むし歯を進行させる食事とは

まず気をつけたいのは食生活。人々がむし歯や歯周病に悩まされるようになったのは、加工食品や糖質を多く摂取するようになったからといわれます。昔に比べて軟らかい食物が多く、咀嚼回数も減少しているのは事実。お菓子や炭水化物を一切食べないようにするのは難しいでしょうが、むし歯菌は糖質をエサにするので、糖質全般の摂取を極力控えるのが望ましいのです。

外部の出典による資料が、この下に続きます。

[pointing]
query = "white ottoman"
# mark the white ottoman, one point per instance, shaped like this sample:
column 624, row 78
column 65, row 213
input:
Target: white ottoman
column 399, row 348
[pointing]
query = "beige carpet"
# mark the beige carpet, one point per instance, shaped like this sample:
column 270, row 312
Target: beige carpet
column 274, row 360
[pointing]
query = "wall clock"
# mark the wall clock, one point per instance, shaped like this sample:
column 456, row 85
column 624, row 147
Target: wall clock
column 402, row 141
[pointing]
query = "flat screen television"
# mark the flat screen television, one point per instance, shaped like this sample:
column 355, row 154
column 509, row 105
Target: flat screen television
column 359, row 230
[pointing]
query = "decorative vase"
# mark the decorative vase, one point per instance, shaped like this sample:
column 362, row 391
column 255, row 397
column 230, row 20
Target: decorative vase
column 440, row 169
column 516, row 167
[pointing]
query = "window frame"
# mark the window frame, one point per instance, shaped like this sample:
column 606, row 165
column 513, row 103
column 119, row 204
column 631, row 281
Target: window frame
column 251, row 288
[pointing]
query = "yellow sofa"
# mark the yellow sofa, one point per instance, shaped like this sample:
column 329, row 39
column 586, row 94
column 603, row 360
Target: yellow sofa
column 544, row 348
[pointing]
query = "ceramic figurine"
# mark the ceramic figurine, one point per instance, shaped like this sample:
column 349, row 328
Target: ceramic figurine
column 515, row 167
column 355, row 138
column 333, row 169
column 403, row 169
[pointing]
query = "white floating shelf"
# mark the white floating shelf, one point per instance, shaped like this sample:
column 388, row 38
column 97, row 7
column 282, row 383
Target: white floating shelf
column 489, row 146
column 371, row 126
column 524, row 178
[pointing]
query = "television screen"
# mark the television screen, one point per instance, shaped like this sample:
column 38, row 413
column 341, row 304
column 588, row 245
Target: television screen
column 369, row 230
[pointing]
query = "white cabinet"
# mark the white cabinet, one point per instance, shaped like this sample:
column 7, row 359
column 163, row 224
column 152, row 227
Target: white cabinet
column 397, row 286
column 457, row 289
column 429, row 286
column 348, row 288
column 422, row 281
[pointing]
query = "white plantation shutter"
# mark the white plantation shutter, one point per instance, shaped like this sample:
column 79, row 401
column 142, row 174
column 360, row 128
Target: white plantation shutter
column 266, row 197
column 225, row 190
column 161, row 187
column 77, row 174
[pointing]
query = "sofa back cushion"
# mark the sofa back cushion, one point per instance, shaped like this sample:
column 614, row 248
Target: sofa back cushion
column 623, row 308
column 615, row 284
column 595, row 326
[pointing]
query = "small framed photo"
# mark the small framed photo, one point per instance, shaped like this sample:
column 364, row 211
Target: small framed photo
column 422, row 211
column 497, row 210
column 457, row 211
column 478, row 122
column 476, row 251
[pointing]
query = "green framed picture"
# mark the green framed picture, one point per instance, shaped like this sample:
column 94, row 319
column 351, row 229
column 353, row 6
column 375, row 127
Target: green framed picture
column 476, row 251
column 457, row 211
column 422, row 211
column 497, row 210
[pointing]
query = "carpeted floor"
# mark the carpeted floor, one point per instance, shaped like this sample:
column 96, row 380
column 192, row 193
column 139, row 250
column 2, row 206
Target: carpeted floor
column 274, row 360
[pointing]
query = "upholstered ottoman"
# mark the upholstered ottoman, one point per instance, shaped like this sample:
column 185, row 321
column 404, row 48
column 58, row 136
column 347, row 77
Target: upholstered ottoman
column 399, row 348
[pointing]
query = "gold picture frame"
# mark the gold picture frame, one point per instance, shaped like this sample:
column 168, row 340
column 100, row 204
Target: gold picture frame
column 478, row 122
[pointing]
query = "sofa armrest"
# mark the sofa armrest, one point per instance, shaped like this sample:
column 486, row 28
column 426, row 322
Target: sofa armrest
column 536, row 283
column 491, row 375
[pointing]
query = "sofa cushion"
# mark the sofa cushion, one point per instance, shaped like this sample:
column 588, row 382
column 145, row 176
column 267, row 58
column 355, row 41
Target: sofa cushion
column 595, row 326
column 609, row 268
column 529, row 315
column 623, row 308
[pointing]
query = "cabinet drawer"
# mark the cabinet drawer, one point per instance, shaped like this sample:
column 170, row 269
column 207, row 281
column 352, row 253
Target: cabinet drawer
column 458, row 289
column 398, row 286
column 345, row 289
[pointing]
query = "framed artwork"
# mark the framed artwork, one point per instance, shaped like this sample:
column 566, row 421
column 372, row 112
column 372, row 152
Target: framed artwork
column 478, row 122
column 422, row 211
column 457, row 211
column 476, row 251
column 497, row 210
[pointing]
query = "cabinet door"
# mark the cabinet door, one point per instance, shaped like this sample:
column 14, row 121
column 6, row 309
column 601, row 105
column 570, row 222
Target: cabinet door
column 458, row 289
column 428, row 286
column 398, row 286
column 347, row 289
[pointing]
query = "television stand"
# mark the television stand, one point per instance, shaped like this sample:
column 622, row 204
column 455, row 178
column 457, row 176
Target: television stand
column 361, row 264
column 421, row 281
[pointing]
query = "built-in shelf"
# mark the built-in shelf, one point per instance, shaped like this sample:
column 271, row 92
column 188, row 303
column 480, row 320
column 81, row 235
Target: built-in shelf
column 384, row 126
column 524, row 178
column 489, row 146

むし歯菌が糖を吸収すると数分で酸が作られ、口腔内が酸性に傾きます。すると歯から唾液中にミネラルが溶け出し、ミクロの世界ではいったんむし歯の状態に(脱灰)。ところが唾液の作用で酸が中和されてくると、ミネラルが再び歯に戻り、むし歯が修復されます(再石灰化)。口の中では飲食のたびにこれが繰り返されているのです。出ていくミネラルの量と戻る量が同じであればむし歯は進行しませんが、飲食回数や糖分の摂取量が多いと、失われる量が過剰になり、むし歯として進行します。

食事は間食を控え、栄養バランスを考えながら規則正しく3食摂る。そして唾液がたくさん出るように食物繊維を多く含み咀嚼回数が増える食材を意識して食べること。ただし、果物は果糖が多いので控えめに。健康のために黒酢を飲む人もいますが、歯のエナメル質に影響を及ぼすので、ストローを使って飲みましょう。

このように、食生活を変えるだけでも、口内環境はかなり改善されます。とはいえ、口の中の細菌をすべて除去することは不可能。もしできたとしても歯を守る善玉菌まで殺してしまうことになるため、歯にいいことではありません。

口の中には「むし歯菌や歯周病菌などの悪玉菌」「歯を守る善玉菌」「どちらか優勢なほうに加勢する日和見菌」の3種類が存在しています。大切なのはこのバランスで、「悪玉菌」1:「善玉菌」2:「日和見菌」7の比率が望ましいのですが、日頃からケアを行い、食生活を改善することでバランスを整えることができるはずです。

続いて気をつけてほしいのは呼吸です。口呼吸をしていると、口の中が乾いて唾液の分泌量が減ることに。唾液には歯や歯ぐきを守り、むし歯菌や歯周病菌などの増殖を抑える働きがあるだけでなく、口臭予防にも。唾液の分泌を保つためにも、鼻呼吸を心がけましょう。特に今のように長時間マスクをする生活が続くと、マスクの中では無意識に口呼吸になりがち。またマスクで口の中が保温され、細菌が増えやすい環境になります。

さらに人との会話が減っていることも口内環境にはマイナス。口周りや舌の筋肉の使用頻度が減り、口腔機能の衰えにつながります。

時節柄、会話の頻度を増やすのは難しいので、私は「waiwaiスマイル体操」をおすすめしています。5分でできるこの運動を日課にすると、口呼吸改善、唾液分泌力向上、咀嚼機能向上といった口周りのことだけでなく、小顔効果、老け顔防止、ほうれい線対策、脳血流改善などにもつながります。私も肌がすべすべになり、首周りもすっきりしました。

また、唾液の分泌を促すには、耳たぶと頬のくぼみ部分の間にある耳下腺を揉むようにマッサージするのもいいでしょう。